Flash Boys: A Wall Street Revolt
Summary:
Flash Boys is about a small group of Wall Street guys who figure out that the U.S. stock market has been rigged for the benefit of insiders and that, post–financial crisis, the markets have become not more free but less, and more controlled by the big Wall Street banks. Working at different firms, they come to this realization separately; but after they discover one another, the flash boys band together and set out to reform the financial markets. This they do by creating an exchange in which high-frequency trading—source of the most intractable problems—will have no advantage whatsoever.

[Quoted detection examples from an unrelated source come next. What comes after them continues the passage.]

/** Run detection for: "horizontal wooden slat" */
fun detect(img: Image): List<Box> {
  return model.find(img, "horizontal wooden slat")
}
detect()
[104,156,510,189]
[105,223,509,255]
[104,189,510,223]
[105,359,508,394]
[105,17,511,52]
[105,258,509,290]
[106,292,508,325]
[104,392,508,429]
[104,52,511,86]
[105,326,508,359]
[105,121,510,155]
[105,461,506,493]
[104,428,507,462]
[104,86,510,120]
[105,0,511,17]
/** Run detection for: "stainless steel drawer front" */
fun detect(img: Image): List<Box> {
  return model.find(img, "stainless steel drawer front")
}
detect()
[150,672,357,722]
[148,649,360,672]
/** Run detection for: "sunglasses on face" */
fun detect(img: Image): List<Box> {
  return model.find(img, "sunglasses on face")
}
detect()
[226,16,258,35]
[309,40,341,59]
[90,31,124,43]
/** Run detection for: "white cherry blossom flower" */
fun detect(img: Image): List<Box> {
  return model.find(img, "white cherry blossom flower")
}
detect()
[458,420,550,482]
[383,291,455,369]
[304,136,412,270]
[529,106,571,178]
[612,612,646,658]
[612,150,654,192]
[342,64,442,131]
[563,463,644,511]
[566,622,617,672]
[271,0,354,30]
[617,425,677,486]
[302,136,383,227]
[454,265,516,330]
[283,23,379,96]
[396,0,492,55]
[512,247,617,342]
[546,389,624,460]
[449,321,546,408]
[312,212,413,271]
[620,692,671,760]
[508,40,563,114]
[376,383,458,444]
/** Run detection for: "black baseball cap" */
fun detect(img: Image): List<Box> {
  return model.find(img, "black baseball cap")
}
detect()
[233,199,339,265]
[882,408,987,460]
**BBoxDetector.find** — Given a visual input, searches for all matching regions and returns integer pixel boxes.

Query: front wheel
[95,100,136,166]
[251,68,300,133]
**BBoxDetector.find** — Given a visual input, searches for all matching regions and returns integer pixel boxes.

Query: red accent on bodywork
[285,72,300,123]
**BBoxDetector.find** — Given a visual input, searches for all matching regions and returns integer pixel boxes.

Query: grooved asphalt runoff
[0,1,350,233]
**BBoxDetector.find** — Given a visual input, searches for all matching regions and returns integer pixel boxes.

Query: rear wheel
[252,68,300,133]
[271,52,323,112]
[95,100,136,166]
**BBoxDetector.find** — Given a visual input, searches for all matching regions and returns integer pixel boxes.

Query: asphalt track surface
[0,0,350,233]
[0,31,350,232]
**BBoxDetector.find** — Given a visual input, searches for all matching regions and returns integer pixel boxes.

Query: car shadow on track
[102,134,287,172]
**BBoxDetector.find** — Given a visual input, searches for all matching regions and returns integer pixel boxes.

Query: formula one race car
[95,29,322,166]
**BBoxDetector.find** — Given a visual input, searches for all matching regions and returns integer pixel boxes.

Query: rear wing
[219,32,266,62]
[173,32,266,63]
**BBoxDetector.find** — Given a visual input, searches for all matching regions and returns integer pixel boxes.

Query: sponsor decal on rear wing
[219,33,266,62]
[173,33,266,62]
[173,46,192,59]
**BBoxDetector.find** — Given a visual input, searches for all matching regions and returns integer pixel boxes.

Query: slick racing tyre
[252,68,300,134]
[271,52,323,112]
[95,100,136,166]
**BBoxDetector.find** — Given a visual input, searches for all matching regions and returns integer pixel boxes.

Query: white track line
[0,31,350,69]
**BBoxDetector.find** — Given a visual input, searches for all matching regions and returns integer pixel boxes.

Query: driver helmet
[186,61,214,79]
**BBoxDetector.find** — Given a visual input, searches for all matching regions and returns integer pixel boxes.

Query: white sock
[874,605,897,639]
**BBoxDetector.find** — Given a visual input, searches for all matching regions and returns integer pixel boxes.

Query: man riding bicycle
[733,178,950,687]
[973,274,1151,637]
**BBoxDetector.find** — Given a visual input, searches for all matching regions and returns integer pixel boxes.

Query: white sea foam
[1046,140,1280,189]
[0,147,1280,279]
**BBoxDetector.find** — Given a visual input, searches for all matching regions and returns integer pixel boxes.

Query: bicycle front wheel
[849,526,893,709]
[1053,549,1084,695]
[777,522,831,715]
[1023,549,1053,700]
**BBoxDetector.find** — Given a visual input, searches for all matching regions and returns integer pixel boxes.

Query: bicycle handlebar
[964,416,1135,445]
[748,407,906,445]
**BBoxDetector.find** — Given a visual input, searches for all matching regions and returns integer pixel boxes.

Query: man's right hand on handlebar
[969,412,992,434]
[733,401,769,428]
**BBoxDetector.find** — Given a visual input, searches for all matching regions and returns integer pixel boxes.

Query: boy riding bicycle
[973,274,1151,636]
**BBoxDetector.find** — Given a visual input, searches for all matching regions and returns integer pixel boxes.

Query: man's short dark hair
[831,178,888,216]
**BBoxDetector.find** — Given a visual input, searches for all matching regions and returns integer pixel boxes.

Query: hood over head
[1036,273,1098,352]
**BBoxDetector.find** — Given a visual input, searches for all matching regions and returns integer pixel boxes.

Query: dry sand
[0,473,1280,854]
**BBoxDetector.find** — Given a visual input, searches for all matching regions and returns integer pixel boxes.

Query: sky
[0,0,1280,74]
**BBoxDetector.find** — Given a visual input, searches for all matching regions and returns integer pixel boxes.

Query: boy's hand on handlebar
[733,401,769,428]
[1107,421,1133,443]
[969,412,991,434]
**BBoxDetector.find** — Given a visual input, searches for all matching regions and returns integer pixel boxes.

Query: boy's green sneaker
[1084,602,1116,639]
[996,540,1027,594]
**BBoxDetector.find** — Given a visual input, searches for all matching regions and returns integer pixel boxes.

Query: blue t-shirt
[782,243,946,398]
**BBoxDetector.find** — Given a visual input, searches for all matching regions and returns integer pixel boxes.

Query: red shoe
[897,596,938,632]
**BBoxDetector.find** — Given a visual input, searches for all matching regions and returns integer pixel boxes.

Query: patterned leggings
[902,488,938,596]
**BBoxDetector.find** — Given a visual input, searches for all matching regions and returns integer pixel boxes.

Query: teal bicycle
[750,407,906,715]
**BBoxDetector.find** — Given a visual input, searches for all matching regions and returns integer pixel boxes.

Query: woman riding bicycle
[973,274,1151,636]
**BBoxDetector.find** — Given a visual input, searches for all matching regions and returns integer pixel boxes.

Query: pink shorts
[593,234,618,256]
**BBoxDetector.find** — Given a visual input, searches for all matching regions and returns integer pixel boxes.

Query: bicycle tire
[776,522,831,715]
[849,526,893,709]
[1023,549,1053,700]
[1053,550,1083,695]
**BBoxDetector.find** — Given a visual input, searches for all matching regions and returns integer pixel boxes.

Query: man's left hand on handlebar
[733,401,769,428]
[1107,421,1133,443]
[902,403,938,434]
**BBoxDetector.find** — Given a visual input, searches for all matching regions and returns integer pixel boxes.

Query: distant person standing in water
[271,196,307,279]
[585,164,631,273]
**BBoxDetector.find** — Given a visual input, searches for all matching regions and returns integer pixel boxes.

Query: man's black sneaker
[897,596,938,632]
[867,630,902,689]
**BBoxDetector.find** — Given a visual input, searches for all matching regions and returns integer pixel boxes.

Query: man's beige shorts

The characters in Flash Boys are fabulous, each completely different from what you think of when you think “Wall Street guy.” Several have walked away from jobs in the financial sector that paid them millions of dollars a year. From their new vantage point they investigate the big banks, the world’s stock exchanges, and high-frequency trading firms as they have never been investigated, and expose the many strange new ways that Wall Street generates profits.
The light that Lewis shines into the darkest corners of the financial world may not be good for your blood pressure, because if you have any contact with the market, even a retirement account, this story is happening to you. But in the end, Flash Boys is an uplifting read. Here are people who have somehow preserved a moral sense in an environment where you don’t get paid for that; they have perceived an institutionalized injustice and are willing to go to war to fix it. (Summary and book cover courtesy of goodreads.com)
Review:
This book was fascinating. I highly recommend it to everyone who would like to have reasonable working knowledge of what has happened in the past decade in the stock market. What made this book so awesome was the way Lewis was able to take extremely complex problems and explain them in a way that even non-technical people could understand. And without, which was key, getting bogged down or too wordy. This book was a great example of weaving practical, working knowledge, with the personal stories of the main players involved.
Rating: 4 stars!
Who Should Read It? Anyone who would like an explanation for some of the drama that has happened with the stock market in recent years.